"...sus manos engendrantes se hicieron golondrinas luminosas en cada canción que se le confiaba...''

Se fue tranquilo con la vida, parejito de tonadas, cuecas y valses cuyanos. Los prodigios de su enorme guitarra hacedora han quedado amarrados al mundo de Dios, donde bien están las cosas dignas y ejemplares. 


San Juan debe muchos reconocimientos. Generalmente no se ama y premia del modo que corresponde a quienes nos dan lustre hacia afuera. Y no digo cuando el agraciado con el talento se fue, digo cuando está entre nosotros, regocijante de vida y posibilidades de seguir prestigiándonos. San Juan muchas veces olvida sus ídolos, sabiendo que lo son y colocándolos a la zaga de los de afuera. Es hora de recomponer el orgullo, de darnos el lugar, de no privarnos del merecimiento, de dar al César lo que es del César.

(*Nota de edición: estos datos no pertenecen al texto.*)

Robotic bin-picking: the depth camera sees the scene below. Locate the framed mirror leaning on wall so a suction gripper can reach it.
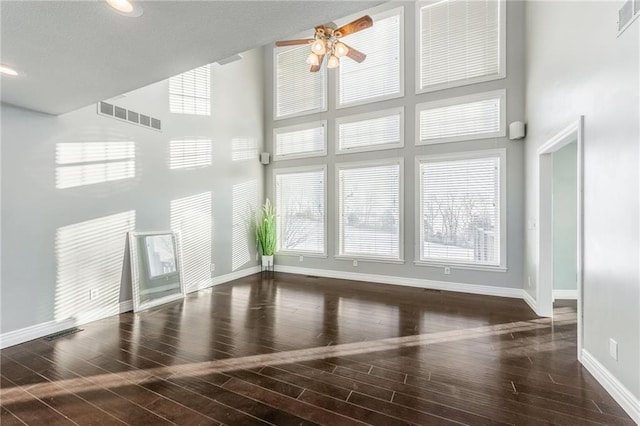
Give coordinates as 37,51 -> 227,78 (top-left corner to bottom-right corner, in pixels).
129,231 -> 185,312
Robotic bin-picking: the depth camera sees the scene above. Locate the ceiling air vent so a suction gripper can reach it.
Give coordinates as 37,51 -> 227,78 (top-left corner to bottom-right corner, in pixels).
618,0 -> 640,36
98,101 -> 162,131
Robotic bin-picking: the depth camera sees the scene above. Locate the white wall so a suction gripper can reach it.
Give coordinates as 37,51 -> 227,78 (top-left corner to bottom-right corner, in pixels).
525,1 -> 640,399
552,142 -> 578,290
265,2 -> 524,294
0,49 -> 264,333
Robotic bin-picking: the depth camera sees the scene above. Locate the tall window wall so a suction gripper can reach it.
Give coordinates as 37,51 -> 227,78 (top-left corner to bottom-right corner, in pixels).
267,0 -> 522,275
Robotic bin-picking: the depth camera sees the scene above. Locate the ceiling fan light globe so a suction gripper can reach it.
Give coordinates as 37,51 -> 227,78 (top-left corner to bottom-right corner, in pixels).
333,42 -> 349,58
107,0 -> 133,13
307,53 -> 320,66
311,39 -> 327,55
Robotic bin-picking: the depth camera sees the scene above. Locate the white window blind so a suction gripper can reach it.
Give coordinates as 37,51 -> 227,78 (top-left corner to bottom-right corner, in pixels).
419,155 -> 501,266
273,121 -> 327,160
338,162 -> 401,260
417,91 -> 506,144
169,65 -> 211,115
275,168 -> 326,254
336,108 -> 404,153
338,8 -> 402,106
418,0 -> 505,91
274,45 -> 327,118
169,138 -> 211,169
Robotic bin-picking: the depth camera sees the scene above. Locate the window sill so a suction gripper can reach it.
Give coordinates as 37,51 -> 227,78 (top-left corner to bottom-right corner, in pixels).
413,260 -> 508,272
276,251 -> 328,259
335,255 -> 404,265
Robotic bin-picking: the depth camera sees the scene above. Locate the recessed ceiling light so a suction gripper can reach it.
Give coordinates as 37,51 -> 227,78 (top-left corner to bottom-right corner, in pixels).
106,0 -> 142,18
0,65 -> 18,77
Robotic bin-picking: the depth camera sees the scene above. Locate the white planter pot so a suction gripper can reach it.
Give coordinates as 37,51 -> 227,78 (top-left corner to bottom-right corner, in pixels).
262,254 -> 273,268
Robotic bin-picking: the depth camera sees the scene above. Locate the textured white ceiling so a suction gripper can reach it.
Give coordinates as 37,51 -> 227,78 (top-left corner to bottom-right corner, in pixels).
0,0 -> 381,115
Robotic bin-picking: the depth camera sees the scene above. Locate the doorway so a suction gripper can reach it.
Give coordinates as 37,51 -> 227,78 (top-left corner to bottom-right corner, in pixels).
536,117 -> 583,359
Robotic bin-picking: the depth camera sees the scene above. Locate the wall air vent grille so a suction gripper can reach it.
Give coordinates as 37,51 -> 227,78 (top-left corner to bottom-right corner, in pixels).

Se ve en otros lados una especie de reverencia (debido respeto fundamental, digamos) por los comprovincianos que se destacan y que, justamente por eso, honran a su tierra ante el mundo. Hasta hemos sufrido un trato de algún modo preferencial hacia los coterráneos de lugares donde hemos cantado. Todo algún día puede pasar, caer en el balcón de los olvidos, el pasado sin brillo, menos la obra de los artistas. Ellos han engalanado una tela, honrado una danza, construido un poema triunfal, creado una canción que vuela y vuela sin límite por el sentimiento y el mundo; eso los hace invencibles.


Conocimos bien a Enrique Barrera ("Barrerita'', para muchos). Grabamos con él tres discos larga duración en diversos sellos nacionales o internacionales. Brilló con los entrañables Caballeros de la Guitarra, entonces integrados por él, Ernesto Villavicencio y Pedrito Gómez, a los que solía agregarse el guitarrón del gran Pocho Peralta. Su presencia mansa y su bocadillo justo, le servían para que no dudáramos que nos encontrábamos ante un hombre de gran mansedumbre y calidad humana. Y cuando entre sus dedos se le enredaba un ruiseñor, el duende del gran artista le saltaba cadenciosos en arco iris desde su cuyana guitarra.


Este grupo fue único. Fueron dueños de un sonido emparentado con los pájaros de acá, amarrado a innumerables ensoñaciones gestadas en serenatas, centrado en el corazón del mundo. Su magia fue mantenida y respetada a rajatabla por sus sucesivos integrantes, como si fuera imposible integrar el conjunto sin enaltecer su historia; mérito inocultable de todos sus ejecutores. Con el tiempo, se le incorporaron Patricio Álvarez, Ángel Dávila y Avelino Cantos.


Uno siempre acaricia en su pensamiento la ansiedad de saber en qué lugar de su casa quedó la guitarra de quien ha callado, vibrando como atolladero de espíritus, pariendo en silencio infinitas canciones que nadie puede escuchar pero que imaginamos, porque existen. Una guitarra sin ejecutor, sin cantor no es un río que antes fue comparsa y luego ausencia. Tiene demasiada vida adentro y afuera como para rendirse ante la alternativa de la muerte.